Wenn Kern-Industrien wegbrechen
Bei den Ausgaben macht der Gesetzgeber Auflagen. Zu bezahlen sind vor allem die Sozialleistungen. Wie aus finanzstarken Kommunen innerhalb von Jahrzehnten schwache werden, ist vor allem im Ruhrgebiet zu besichtigen. Der Strukturwandel in der ehemaligen Bergbau-Region gleicht nicht aus, was weggebrochen ist. Aus Arbeitnehmern sind HartzIV-Empfänger geworden. Ganz aktuell der Fall Bochum: Die Opel-Werke gaben tausenden ehemaligen Bergleuten Anfang der 60er Jahre wieder Arbeit. Nun ist der Autobauer selbst verschwunden. Statt fast 20.000 Arbeitnehmern haben mittlerweile nur etwas mehr als 1000 einen Job bei Opel.
Trauerspiel NRW
Das einwohnerstärkste Bundesland Nordrhein-Westfalen gilt als kranker Riese. Entlang von Rhein und Ruhr sind neun der 30 Konzerne des Deutschen Aktien-Indexes zuhause, die Wirtschaftsleistung pro Kopf ist immerhin die vierthöchste unter den Flächenländern. Dennoch befinden sich unter den 20 deutschen Städten mit der höchsten Verschuldung allein 15 aus Nordrhein-Westfalen. Überhaupt sind weniger als ein Dutzend der 400 Kommunen Nordrhein-Westfalens schuldenfrei.

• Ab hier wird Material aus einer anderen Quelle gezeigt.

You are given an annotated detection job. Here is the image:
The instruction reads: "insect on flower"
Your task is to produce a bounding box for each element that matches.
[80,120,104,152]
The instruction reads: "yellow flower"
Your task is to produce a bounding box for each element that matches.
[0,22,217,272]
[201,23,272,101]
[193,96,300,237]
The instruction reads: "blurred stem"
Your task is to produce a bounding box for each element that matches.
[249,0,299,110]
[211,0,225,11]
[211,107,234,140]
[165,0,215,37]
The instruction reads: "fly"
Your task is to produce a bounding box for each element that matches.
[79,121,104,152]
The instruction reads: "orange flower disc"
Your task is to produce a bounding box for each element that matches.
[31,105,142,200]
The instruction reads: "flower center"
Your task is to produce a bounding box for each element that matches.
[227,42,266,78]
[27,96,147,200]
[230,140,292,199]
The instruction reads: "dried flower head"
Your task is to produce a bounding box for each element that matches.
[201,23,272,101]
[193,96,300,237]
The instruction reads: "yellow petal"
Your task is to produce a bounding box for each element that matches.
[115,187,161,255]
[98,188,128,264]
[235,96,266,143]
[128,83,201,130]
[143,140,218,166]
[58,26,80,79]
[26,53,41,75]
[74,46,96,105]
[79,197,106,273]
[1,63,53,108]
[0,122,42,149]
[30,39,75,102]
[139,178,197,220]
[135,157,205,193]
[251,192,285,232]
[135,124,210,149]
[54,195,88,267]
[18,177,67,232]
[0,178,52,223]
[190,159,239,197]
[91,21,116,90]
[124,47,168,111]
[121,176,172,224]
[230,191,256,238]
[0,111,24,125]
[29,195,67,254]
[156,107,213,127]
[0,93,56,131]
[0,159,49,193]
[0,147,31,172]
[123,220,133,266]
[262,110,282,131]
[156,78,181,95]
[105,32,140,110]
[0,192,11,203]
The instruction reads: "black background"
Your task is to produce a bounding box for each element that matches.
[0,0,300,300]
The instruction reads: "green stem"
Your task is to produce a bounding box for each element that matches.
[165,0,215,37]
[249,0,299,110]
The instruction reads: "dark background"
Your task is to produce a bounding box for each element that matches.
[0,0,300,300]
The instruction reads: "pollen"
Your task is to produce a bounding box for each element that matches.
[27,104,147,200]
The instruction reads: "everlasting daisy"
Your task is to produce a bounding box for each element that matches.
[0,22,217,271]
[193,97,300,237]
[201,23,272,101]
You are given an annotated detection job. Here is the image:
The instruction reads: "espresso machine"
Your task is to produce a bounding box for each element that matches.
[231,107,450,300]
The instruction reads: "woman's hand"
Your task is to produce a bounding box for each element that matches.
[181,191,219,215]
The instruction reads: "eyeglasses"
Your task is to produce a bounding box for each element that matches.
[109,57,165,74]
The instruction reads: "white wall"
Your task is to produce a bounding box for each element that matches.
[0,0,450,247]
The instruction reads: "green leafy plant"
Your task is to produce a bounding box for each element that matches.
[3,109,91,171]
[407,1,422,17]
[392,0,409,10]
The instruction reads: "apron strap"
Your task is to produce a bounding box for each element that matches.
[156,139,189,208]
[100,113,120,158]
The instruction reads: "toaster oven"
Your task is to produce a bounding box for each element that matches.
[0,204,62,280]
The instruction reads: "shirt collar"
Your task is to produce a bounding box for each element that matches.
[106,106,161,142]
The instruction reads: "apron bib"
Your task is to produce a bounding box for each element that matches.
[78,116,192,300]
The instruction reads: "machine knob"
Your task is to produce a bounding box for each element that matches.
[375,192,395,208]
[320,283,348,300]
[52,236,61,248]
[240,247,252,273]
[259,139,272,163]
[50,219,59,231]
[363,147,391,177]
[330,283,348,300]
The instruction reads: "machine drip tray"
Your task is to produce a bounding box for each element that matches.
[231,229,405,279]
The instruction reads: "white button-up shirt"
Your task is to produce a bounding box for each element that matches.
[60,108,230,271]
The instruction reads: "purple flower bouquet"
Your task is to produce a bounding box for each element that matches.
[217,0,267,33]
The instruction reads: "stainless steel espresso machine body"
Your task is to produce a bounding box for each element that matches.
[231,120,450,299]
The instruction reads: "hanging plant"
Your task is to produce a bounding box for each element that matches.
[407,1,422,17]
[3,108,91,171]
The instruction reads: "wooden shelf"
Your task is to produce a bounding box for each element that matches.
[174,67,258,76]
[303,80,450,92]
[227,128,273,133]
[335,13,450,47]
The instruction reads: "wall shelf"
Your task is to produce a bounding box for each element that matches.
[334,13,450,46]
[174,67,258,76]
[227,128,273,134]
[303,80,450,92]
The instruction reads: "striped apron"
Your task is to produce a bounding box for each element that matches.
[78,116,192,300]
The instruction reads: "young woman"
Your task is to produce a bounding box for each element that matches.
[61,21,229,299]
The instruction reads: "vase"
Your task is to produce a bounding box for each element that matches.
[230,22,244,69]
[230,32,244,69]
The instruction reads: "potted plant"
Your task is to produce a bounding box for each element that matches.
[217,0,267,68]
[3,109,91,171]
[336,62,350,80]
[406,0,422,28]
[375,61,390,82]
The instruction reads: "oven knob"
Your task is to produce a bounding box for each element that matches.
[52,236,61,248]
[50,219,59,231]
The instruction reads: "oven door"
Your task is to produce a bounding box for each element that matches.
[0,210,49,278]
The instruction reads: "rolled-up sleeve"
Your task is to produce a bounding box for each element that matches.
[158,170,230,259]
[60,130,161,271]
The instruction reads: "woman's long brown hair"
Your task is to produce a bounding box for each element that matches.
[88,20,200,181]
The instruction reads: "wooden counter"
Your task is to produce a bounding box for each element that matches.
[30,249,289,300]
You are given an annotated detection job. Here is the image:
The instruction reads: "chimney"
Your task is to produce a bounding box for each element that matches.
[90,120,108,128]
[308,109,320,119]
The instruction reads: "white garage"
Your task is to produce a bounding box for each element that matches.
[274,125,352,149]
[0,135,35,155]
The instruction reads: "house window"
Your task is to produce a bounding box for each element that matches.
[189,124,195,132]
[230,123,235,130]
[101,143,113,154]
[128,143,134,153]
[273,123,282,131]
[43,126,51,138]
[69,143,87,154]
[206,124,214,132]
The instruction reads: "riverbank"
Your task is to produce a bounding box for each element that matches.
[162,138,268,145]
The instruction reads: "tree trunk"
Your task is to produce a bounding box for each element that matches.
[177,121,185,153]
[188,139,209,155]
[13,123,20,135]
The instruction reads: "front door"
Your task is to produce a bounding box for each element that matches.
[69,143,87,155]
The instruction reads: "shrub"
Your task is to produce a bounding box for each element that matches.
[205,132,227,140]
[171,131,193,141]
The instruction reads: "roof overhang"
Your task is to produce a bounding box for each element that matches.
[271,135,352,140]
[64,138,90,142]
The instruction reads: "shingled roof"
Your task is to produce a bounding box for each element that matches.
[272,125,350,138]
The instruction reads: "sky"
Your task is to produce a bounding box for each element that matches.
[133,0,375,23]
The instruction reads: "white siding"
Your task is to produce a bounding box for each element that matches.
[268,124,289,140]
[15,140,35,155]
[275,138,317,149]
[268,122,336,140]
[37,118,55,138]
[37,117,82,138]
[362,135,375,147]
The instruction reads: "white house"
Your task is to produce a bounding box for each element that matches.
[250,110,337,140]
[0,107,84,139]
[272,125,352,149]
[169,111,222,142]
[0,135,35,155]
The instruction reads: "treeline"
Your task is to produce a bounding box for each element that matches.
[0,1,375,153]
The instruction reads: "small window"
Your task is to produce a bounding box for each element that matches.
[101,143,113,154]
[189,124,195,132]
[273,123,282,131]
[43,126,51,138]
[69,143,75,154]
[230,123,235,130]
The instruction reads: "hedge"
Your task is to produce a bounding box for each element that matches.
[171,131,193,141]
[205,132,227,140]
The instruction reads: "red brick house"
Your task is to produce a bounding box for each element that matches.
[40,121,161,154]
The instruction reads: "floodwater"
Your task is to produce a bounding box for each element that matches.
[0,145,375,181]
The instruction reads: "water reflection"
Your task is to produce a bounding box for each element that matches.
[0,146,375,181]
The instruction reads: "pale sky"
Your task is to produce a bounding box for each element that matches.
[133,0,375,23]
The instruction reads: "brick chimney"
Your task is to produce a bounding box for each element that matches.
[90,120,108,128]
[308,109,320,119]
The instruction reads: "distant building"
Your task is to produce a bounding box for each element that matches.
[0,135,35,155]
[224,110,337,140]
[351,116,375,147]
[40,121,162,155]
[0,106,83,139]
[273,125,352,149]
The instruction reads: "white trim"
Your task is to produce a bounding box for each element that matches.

Wenn die Ausgaben die Einnahmen überholen
Die größte Last entfällt auf den Sozialbereich. Mehr als 50 Milliarden Euro müssen die Kommunen zusammen in diesem Jahr für Soziales aufbringen. Konkret: Der Anstieg der Sozialabgaben war 2014 höher als der Anstieg der Steuereinnahmen.
Kein Geld mehr für Investitionen
60 Prozent aller öffentlichen Investitionen in Deutschland werden von Städten und Kommunen bezahlt. Doch immer weniger Geld bleibt dafür zur Verfügung. Noch in der 70er Jahren lag der durchschnittliche Investitionsanteil der Städte und Gemeinden bei 30 Prozent des Gesamt-Jahresetats. Inzwischen liegt die Investitionsquote nur noch bei zehn Prozent.
Kredite, um Ausgaben-Verpflichtungen einzuhalten
In der Not greift der Stadtkämmerer zum letzten Mittel: ein Bankdarlehen muss her, um die Ausgaben, zu denen die Kommunen verpflichtet sind, sicher zu stellen. Immer häufiger werden sogenannte Kassenkredite aufgenommen, die sich inzwischen auf stolze 50 Milliarden Euro addieren. Zum Vergleich: vor zehn Jahren waren es "nur" 20 Milliarden Euro, die sich die Kommunen bei den Banken leihen mussten. Das war schon damals eine alarmierende Nachricht.
Städtische Zweiklassen-Gesellschaft
Quasi im Dunstkreis Frankfurts entwickeln sich Offenbach und Eschborn finanziell seit langem schon diametral auseinander. Südlich des Mains kämpft Offenbach nach dem Wegfall seiner alten Industrien (Chemie, Metall, Leder) ums kommunale Überleben. Jeder Achte ist hier arbeitslos. Die Perspektiven, es aus eigener Kraft zu schaffen, waren schlecht, längst ist Offenbach unter den kommunalen Rettungsschirm des Landes Hessen geschlüpft. Seitdem sind die höchsten Einnahmen die, die das Land überweist. Ganz anders Eschborn im Nordwesten vor den Toren Frankfurts gelegen. Die 20.000-Einwohnerstadt sitzt auf Rücklagen von rund 300.000 Euro. Hier haben sich die Deutsche Bank, die Telekom und Vodafone mit großen Firmenkomplexen niedergelassen. Zu niedrigen Gewerbesteuerbedingungen, aber zum Segen von Eschborn.